Is there even a safe way of doing this? Pushing it down and away eventually turned those thoughts into an abuser who now has a form to terrorise and tempt me more…
February 2, 2026 at 8:43 PM
Oh kitty cat, please, why did you wake me up at 6am just so you want me over to sit by you while you eat…

Was hoping for 7 hours of sleep and now I might only get 5… Feel like I need to put in rest days soon or I might crash or breakdown while I’m on the trip.

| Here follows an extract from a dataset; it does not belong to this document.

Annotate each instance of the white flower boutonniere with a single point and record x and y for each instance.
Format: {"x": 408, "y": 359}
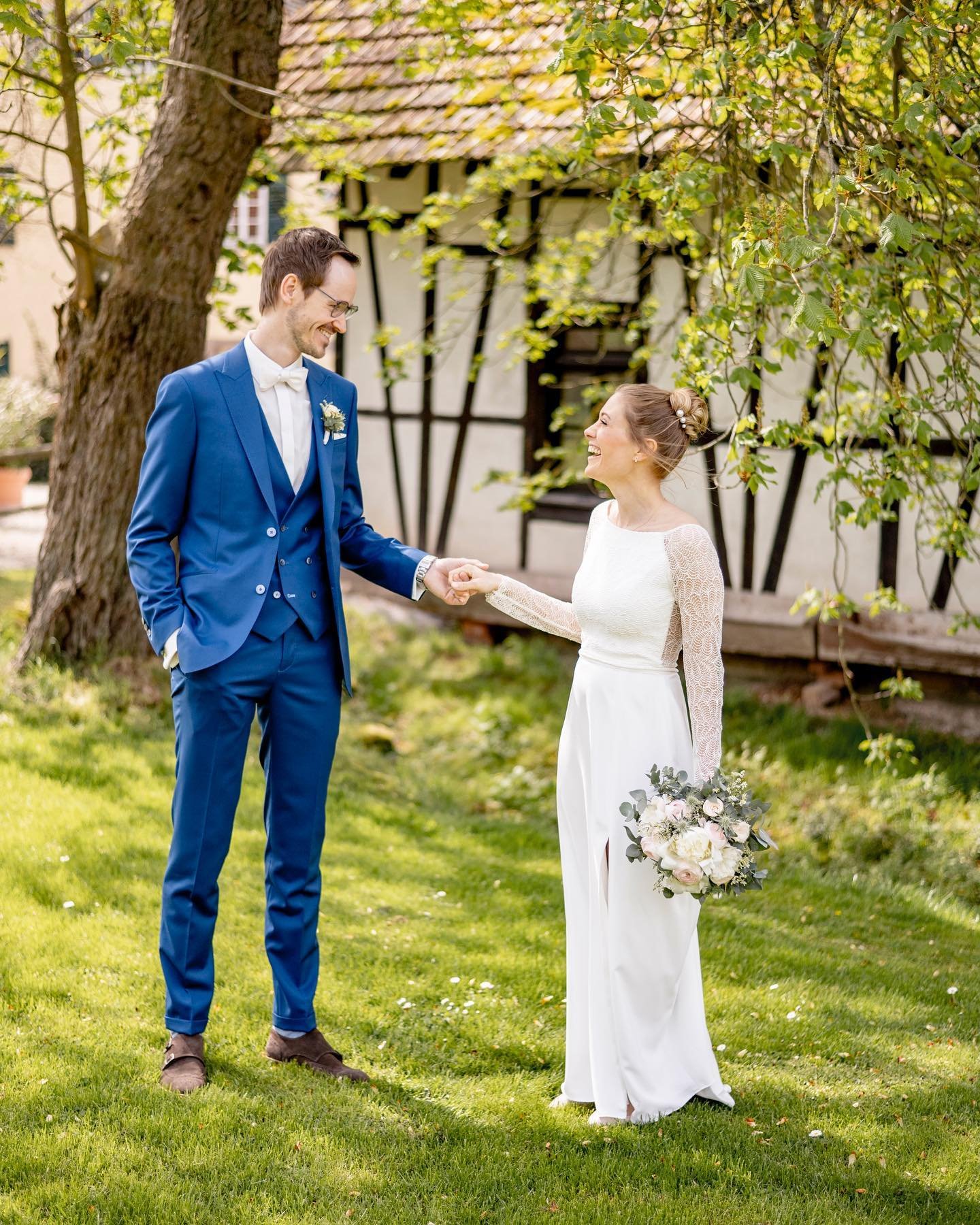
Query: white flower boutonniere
{"x": 333, "y": 419}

Need to aim for earlier sleep…
February 2, 2026 at 8:03 PM
For the past couple of nights, right before bed.

It's been looking at the Full Moon as it shines right into its room.

It's beautiful, it's peaceful, and it feels safe under its light.

Calmed our thoughts before sleep. And now we shall attempt 7 hours of sleep.
February 2, 2026 at 2:27 PM
I can’t keep listening to educational or current event YouTube videos to block my thoughts away.

I don’t know what I can do to stop her from haunting me in my head.

I definitely also need to have healthier coping mechanisms, partner is trying but it just doesn’t scratch that itch somehow.
February 2, 2026 at 2:00 PM
The Moon looks so pretty again tonight, I wish to fly away and leave all the problems behind and whisk away with him.

Be with friends that didn’t feel like I’m going to loose them any day, be working towards a better life and earn enough to travel and see people I deeply care about.
February 2, 2026 at 1:51 PM
I need to stay strong... I am not just doing it for myself now, I am doing this for my partner too.

He would be in danger if I were to relapse.

This isn't just me if I give into the temptation...

And no fuck off, I'm not breaking his trust... Stop thinking of that, grrrrrrr. Need to keep him safe
February 2, 2026 at 1:37 PM
There isn't any, but I just want to be able to spoiler the image.

We feel embarassed, we feel like we keep on digging the hole for ourselves and get ourselves in this situation in the first place

Feeling their whispers, their claws dig into me and it takes so much just to not fall back in again
February 2, 2026 at 1:25 PM
Reposted by 240V Outlet
I hope you heal from the problems you don't talk about.